Rosa Addario, rzeczniczka OpenMedia, nadzorującej komunikację, mówi, że plan jest najnowszym sposobem na uzyskanie większych przychodów od cierpiących na brak gotówki kanadyjskich konsumentów.
„Wszyscy nasi trzej dostawcy usług telekomunikacyjnych… zgłosili wzrost zysków, wzrost przychodów i wzrost liczby klientów w 2021 r.” – powiedziała CBC News w wywiadzie. „Wykonują lepszą pracę niż kiedykolwiek wcześniej.

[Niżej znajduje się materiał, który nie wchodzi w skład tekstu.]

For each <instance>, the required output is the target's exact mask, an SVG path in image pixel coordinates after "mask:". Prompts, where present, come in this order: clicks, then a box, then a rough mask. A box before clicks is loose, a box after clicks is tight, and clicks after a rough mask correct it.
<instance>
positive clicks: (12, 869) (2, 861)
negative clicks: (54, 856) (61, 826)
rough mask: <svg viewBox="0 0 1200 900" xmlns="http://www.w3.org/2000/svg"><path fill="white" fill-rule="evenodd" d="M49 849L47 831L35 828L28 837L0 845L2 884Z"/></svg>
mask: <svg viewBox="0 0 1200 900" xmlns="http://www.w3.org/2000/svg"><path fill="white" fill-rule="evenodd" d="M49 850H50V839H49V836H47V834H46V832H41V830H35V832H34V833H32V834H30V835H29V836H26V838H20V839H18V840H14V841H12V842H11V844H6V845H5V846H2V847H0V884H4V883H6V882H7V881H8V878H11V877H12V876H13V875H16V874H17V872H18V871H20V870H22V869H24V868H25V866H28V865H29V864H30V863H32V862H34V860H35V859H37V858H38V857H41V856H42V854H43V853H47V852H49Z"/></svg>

To tylko kolejny sposób na podniesienie naszych rachunków za pomocą podejrzanych praktyk, dopłat i dodawania rzeczy na wierzchu, dzięki czemu płacimy jeszcze więcej niż już płacimy”.
Suze Morrison, były członek Ontario MPP, wzywa CRTC do odrzucenia propozycji, twierdząc, że w nieproporcjonalny sposób wpłynęłaby ona na ludzi, którzy już są słabi finansowo.
„Klasa robotnicza i ludzie o niskich dochodach naprawdę walczą teraz, aby związać koniec z końcem” – powiedziała w wywiadzie dla CBC News. „Ostatnią rzeczą, jakiej ktokolwiek potrzebuje, są dodatkowe opłaty tylko ze względu na sposób, w jaki płacą rachunki telefoniczne, aby utrzymać połączenie linii telefonicznych”.
Oglądaj | Kanada ma 3 głównych dostawców usług telekomunikacyjnych. Czy to może się zmienić?
Podczas gdy dopłaty do kart kredytowych wkradają się do wielu firm, twierdzi, że w przypadku urządzeń telekomunikacyjnych jest inaczej, ponieważ jest to konieczne.
„Konsument ma do wyboru pójście do restauracji typu mom-and-pop, gotowanie obiadu w domu lub pójście do restauracji, która nie pobiera opłat za przeciągnięcie karty kredytowej” – powiedziała.
„Ale pozwoliliśmy na dużą konsolidację w naszej branży telekomunikacyjnej i istnieje monopol w tym sektorze, o którym ludzie nie mogą powiedzieć: „Dobrze, jeśli masz zamiar pobierać opłaty, przeniosę swoją firmę gdzie indziej. Nie mam dokąd pójść.”
„Analityk. Nieuleczalny nerd z bekonu. Przedsiębiorca. Oddany pisarz. Wielokrotnie nagradzany alkoholowy ninja. Subtelnie czarujący czytelnik.”